Are we at the point where we think there is underlying configuration/environment issue?

Hi @Paul.Gregory, just checking - is “the error remains” referring to this error:

ESMF mesh and MOM6 domain masks are inconsistent!

or this one:
field u_segment_001 Array size mismatch in time_interp_external
?

I am using payu1.1.6 upgraded from payu1.1.5

Sorry.

It’s still generating warnings and errors related to time dimensions, e.g.

WARNING from PE     9: categorize_axes: Failed to identify x- and y- axes in the axis list (nx_segment_004, ny_segment_004, time) of a varia
ble being read from INPUT/forcing_obc_segment_004.nc

FATAL from PE     9: time_interp_external 2: time 734868 (20130101.000000 is after range of list 731215-731219(20030101.000000 - 20030105.00
0000),file=INPUT/forcing_obc_segment_001.nc,field=u_segment_001

FYI I’m inquiring at NCI for help in MPI fortran debugging session. I have lots of serial fortran debugging experience (using gdb and ifort) so I’m thinking debugging this regional MOM6 configuration will be helpful tracking down these errors.

Will also be good for my own MOM6 education.

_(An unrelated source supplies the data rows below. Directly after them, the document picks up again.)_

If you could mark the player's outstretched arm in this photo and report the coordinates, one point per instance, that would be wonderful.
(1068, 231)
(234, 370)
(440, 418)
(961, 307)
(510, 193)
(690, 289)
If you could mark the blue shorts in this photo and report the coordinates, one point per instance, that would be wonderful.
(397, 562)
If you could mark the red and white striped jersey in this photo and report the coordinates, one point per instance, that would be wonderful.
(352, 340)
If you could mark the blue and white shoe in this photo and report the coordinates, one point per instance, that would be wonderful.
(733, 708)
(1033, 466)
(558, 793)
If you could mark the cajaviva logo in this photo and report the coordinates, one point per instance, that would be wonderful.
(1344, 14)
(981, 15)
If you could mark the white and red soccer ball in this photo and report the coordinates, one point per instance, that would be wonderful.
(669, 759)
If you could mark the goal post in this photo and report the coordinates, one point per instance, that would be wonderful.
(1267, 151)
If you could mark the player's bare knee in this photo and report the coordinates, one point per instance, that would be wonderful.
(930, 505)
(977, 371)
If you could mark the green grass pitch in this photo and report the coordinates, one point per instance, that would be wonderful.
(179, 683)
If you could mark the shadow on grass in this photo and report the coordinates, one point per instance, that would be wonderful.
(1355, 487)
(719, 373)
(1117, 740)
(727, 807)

I’ll follow the spack-MOM6 compilation instructions again, and make sure I add debug flags. Then I’ll use this exe for my own config.

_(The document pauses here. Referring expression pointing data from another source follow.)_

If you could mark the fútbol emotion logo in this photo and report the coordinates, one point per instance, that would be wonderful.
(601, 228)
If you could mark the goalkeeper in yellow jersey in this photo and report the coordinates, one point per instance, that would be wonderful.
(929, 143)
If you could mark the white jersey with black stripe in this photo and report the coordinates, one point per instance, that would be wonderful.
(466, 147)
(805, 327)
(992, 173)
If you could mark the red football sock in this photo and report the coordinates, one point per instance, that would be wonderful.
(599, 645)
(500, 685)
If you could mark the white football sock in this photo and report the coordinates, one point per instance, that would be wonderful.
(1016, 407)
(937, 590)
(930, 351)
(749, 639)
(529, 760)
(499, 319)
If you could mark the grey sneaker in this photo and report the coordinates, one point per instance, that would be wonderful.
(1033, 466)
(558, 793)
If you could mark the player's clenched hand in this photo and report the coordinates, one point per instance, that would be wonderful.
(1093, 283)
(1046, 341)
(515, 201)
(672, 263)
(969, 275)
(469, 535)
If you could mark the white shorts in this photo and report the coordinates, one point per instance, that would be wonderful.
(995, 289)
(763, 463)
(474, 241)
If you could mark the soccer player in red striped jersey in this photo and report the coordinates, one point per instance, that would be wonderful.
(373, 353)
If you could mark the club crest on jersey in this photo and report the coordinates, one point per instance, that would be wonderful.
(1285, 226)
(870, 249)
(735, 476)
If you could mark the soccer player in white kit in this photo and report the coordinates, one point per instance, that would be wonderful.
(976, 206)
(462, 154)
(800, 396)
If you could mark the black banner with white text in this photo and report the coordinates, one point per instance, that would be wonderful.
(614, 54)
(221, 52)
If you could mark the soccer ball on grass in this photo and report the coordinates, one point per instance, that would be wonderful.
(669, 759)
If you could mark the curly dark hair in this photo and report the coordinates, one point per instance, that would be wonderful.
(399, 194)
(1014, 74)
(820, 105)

But I’ll also try with payu 1.1.6

1 Like

In the meantime - I will redo my example so the time matches everyone else’s.

6 posts were split to a new topic: Setting build options for OM3

@Paul.Gregory
I haven’t tried recently, but I am expecting them to be the same.
We wanted to have the global and regional models both on the symmetric executable but there are some restart reproducibility issues so we need to leave the +mom_symmetric step in for now.
If you are using the most recent ACCESS-om3 version, you may need to follow the regional mom6 setup instructions from the start as there have been some changes in the global configurations that we base the regional configurations on (so the executable will not be compatible with the input files).

@Paul.Gregory, I now have a simulation with an error similar to yours. For me, it was caused by mixing and matching the input boundary condition (forcing_obc_segment_00*.nc) files and configuration files (MOM_*). There are different versions of the regional-mom6 package which has resulted in different versions of the boundary condition files floating around. The forcing_obc_segment_00*.nc files created in one version are incompatible with the MOM_* files created with a different version.

Basically, there are differences in the order that the boundary conditions are specified and the direction they go in.

This line:

OBC_SEGMENT_001 = "J=N,I=N:0,FLATHER,ORLANSKI,NUDGED,ORLANSKI_TAN,NUDGED_TAN" !None

(and others like it for each of the 4 segments) tell the model which edge forcing_obc_segment_001.nc is on, and which direction the boundary is read in. It is different in different versions to reflect the differences in the netcdf files.

Not too sure if this is what is causing your error – but it would be good to check that you are using the MOM_* files that were made with the same notebook as the input netcdf files.

1 Like